That is a performance improvement of more than 20% by using exactely the same data !!

That does not mean it always performs better than the standard data format; here is a Google Colab [example](https://colab.research.google.com/drive/1oEnsZ37FW266zdRK2Qa7del0T0ly-xKy) where this method performs poorly because of a lack of data. Here is works okay, [colab](https://colab.research.google.com/drive/1IcTYWvHCAGbNLYJbHSIRHmYZrH2X07UF).  

## Reasons

There are many reasons for transformation. In practice, a transformation often works, serendipitously, to do several of these at once, particularly to reduce skewness, to produce nearly equal spreads and to produce a nearly linear or additive relationship. But this is not guaranteed.

1. **Convenience**:

A transformed scale may be as natural as the original scale and more convenient for a specific purpose (e.g.  percentages rather than original data, sines rather than degrees).

2. **Reducing skewness**:

A transformation may be used to reduce skewness.  A distribution that is symmetric or nearly so is often easier to handle and interpret than a skewed distribution. More specifically, a normal or Gaussian distribution is often regarded as ideal as it is assumed by many statistical methods.To reduce right skewness, take roots or logarithms or reciprocals (roots are weakest). This is the commonest problem in practice. To reduce left skewness, take squares or cubes or higher powers.

3. **Equal spreads**:

A transformation may be used to produce approximately equal spreads, despite marked variations in level, which again makes data easier to handle and interpret. Each data set or subset having about the same spread or variability is a condition called homoscedasticity: its opposite is called heteroscedasticity.  

    

4. **Linear relationships**:

When looking at relationships between variables, it is often far easier to think about patterns that are approximately linear than about patterns that are highly curved. This is vitally important when using linear regression, which amounts to fitting such patterns to data.

    

5. **Additive relationships**

Relationships are often easier to analyse when additive rather than (say) multiplicative. Additivity is a vital issue in analysis of variance.

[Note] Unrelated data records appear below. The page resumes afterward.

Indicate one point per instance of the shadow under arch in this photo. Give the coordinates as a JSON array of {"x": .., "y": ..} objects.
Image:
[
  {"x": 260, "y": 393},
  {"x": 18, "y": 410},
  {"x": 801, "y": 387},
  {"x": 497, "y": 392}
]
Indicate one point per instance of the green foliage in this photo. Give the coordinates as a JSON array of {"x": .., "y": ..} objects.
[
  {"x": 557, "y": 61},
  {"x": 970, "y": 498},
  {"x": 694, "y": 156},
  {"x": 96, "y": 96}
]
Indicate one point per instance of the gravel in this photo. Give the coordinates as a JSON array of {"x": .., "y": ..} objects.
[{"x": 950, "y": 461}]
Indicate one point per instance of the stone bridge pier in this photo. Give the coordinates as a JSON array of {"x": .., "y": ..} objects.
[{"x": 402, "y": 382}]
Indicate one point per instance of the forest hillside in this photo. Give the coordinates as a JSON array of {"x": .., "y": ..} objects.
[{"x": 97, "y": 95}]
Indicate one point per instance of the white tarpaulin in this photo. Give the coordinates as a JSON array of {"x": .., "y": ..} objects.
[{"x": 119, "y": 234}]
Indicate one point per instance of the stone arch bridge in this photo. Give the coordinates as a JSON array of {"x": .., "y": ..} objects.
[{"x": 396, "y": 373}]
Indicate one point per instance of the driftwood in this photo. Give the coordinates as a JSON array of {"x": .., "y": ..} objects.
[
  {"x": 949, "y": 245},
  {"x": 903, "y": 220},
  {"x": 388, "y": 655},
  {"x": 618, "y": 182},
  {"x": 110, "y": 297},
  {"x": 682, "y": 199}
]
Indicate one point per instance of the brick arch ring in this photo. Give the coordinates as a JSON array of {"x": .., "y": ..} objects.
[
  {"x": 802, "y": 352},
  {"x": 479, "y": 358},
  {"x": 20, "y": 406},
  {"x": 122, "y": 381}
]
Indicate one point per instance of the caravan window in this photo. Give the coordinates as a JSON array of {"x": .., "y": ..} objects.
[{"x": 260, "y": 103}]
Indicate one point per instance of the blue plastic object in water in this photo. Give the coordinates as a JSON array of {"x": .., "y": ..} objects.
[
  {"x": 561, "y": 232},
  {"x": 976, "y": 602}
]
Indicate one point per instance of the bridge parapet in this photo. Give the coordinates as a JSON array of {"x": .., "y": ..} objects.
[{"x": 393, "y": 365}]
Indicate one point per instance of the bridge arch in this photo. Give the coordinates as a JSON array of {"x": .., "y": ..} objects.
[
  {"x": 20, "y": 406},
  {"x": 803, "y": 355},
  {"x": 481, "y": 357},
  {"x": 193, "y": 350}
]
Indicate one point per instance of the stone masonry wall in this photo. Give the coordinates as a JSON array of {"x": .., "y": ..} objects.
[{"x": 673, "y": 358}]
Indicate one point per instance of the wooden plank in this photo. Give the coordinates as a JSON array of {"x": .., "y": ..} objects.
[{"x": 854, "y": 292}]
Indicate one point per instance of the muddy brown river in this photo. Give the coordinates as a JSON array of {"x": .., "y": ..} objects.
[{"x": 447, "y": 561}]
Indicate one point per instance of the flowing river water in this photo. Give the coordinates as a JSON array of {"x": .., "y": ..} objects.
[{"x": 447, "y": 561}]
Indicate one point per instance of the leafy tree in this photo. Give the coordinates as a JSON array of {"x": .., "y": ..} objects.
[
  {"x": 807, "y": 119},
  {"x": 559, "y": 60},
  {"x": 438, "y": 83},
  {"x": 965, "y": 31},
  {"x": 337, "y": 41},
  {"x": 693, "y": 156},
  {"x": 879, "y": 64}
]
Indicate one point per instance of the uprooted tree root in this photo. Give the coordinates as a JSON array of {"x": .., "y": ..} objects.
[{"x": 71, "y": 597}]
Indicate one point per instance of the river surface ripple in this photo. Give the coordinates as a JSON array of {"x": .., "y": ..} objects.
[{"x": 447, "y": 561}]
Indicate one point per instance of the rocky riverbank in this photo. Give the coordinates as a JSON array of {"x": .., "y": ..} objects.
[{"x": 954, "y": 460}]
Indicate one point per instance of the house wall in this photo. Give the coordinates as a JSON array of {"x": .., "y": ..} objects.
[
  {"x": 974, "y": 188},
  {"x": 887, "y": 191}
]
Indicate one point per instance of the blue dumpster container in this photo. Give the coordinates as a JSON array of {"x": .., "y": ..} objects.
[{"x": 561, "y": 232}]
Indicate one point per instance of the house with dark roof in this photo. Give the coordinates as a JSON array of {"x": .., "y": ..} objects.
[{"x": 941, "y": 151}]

## Transformations Implemented

The most useful transformations in introductory data analysis are the

    reciprocal, logarithm, cube root, square root, and square. In what

    follows, even when it is not emphasised, it is supposed that

    transformations are used only over ranges on which they yield (finite)

    real numbers as results.

    Reciprocal

    The reciprocal, x to 1/x, with its sibling the negative reciprocal, x to

    -1/x, is a very strong transformation with a drastic effect on

    distribution shape. It can not be applied to zero values.  Although it

    can be applied to negative values, it is not useful unless all values are

    positive. The reciprocal of a ratio may often be interpreted as easily as

    the ratio itself: e.g.

        population density (people per unit area) becomes area per person;

        persons per doctor becomes doctors per person;

        rates of erosion become time to erode a unit depth.

    (In practice, we might want to multiply or divide the results of taking

    the reciprocal by some constant, such as 1000 or 10000, to get numbers

    that are easy to manage, but that itself has no effect on skewness or

    linearity.)

    The reciprocal reverses order among values of the same sign: largest

    becomes smallest, etc. The negative reciprocal preserves order among

    values of the same sign.

    Logarithm

    The logarithm, x to log base 10 of x, or x to log base e of x (ln x), or

    x to log base 2 of x, is a strong transformation with a major effect on

    distribution shape. It is commonly used for reducing right skewness and

    is often appropriate for measured variables. It can not be applied to

    zero or negative values. One unit on a logarithmic scale means a

    multiplication by the base of logarithms being used. Exponential growth

    or decline

        y = a exp(bx)

    is made linear by

        ln y = ln a + bx

    so that the response variable y should be logged. (Here exp() means

    raising to the power e, approximately 2.71828, that is the base of

    natural logarithms.)

    An aside on this exponential growth or decline equation: put x = 0, and

        y = a exp(0) = a,

    so that a is the amount or count when x = 0. If a and b > 0, then y grows

    at a faster and faster rate (e.g. compound interest or unchecked

    population growth), whereas if a > 0 and b < 0, y declines at a slower

    and slower rate (e.g. radioactive decay).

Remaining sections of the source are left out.